Modern Plant breeding
Plant breeding is the art and science of changing the genetics of plants for the benefit of mankind. Plant breeding can be accomplished through many different techniques ranging from simply selecting plants with desirable characteristics for propagation, to more complex molecular techniques (see cultigen and cultivar).
Plant breeding has been practiced for thousands of years, since near the beginning of human civilization. It is now practiced worldwide by individuals such as gardeners and farmers, or by professional plant breeders employed by organizations such as government institutions, universities, crop-specific industry associations or research centers. International development agencies believe that breeding of new crops is important for ensuring food security by developing new varieties that are higher-yielding, resistant to pests and diseases, drought-resistant or regionally adapted to different environments and growing conditions.
Steps of Plant Breeding
The following are the major steps of plant breeding;
- Creation of variation
- Selection
- Evaluation
- Release
- Multiplication
- Distribution of the new variety
Modern Plant Breeding
There are generally three types on plant breeding in this modern age. They are given below:
Marker assisted selection
Sometimes many different genes can influence a desirable trait in plant breeding. The use of tools such as molecular markers or DNA finger printing can map thousands of genes. This allows plant breeders to screen large populations of plants for those that possess the trait of interest. The screening is based on the presence or absence of a certain gene as determined by laboratory procedures, rather than on the visual identification of the expressed trait in the plant.
Reverse Breeding and Doubled Haploids (DH)
A method for efficiently producing homozygous plants from a heterozygous starting plant, which has all desirable traits. This starting plant is induced to produce doubled haploid from haploid cells, and later on creating homozygous/doubled haploid plants from those cells. While in natural offspring genetic recombination occurs and traits can be unlinked from each other, in doubled haploid cells and in the resulting DH plants recombination is no longer an issue. There, a recombination between two corresponding chromosomes does not lead to un-linkage of alleles or traits, since it just leads to recombination with its identical copy. Thus, traits on one chromosome stay linked. Selecting those offspring having the desired set of chromosomes and crossing them will result in a final F1 hybrid plant, having exactly the same set of chromosomes, genes and traits as the starting hybrid plant. The homozygous parental lines can reconstitute the original heterozygous plant by crossing, if desired even in a large quantity. An individual heterozygous plant can be converted into a heterozygous variety (F1 hybrid) without the necessity of vegetative propagation but as the result of the cross of two homozygous/doubled haploid lines derived from the originally selected plant.
Genetic modification
Genetic modification of plants is achieved by adding a specific gene or genes to a plant, or by knocking down a gene with RNAi, to produce a desirable phenotype. The plants resulting from adding a gene are often referred to as transgenic plants. If for genetic modification genes of the species or of a crossable plant are used under control of their native promoter, then they are called cisgenic plants. Genetic modification can produce a plant with the desired trait or traits faster than classical breeding because the majority of the plant's genome is not altered.
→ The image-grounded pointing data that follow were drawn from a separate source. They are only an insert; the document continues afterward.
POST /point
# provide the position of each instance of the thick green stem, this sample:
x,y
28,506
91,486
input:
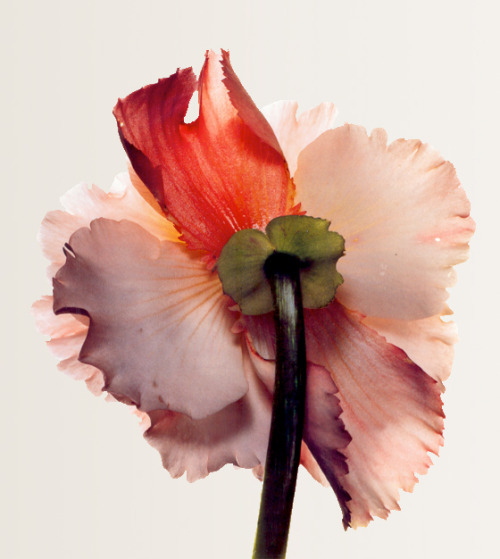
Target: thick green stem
x,y
283,454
To genetically modify a plant, a genetic construct must be designed so that the gene to be added or removed will be expressed by the plant. To do this, a promoter to drive transcription and a termination sequence to stop transcription of the new gene, and the gene or genes of interest must be introduced to the plant. A marker for the selection of transformed plants is also included. In the laboratory, antibiotic resistance is a commonly used marker: Plants that have been successfully transformed will grow on media containing antibiotics; plants that have not been transformed will die. In some instances markers for selection are removed by back crossing with the parent plant prior to commercial release.
The construct can be inserted in the plant genome by genetic recombination using the bacteria Agrobacterium tumefaciens or A. rhizogenes, or by direct methods like the gene gun or micro injection. Using plant viruses to insert genetic constructs into plants is also a possibility, but the technique is limited by the host range of the virus. For example, Cauliflower mosaic virus (CaMV) only infects cauliflower and related species. Another limitation of viral vectors is that the virus is not usually passed on the progeny, so every plant has to be inoculated.
The majority of commercially released transgenic plants are currently limited to plants that have introduced resistance to insect pests and herbicides. Insect resistance is achieved through incorporation of a gene from Bacillus thuringiensis (Bt) that encodes a protein that is toxic to some insects. For example, the cotton bollworm, a common cotton pest, feeds on Bt cotton it will ingest the toxin and die. Herbicides usually work by binding to certain plant enzymes and inhibiting their action. The enzymes that the herbicide inhibits are known as the herbicides target site. Herbicide resistance can be engineered into crops by expressing a version of target site protein that is not inhibited by the herbicide. This is the method used to produce glyphosate resistant crop plants (See Glyphosate)
Genetic modification of plants that can produce pharmaceuticals (and industrial chemicals), sometimes called pharmacrops, is a rather radical new area of plant breeding.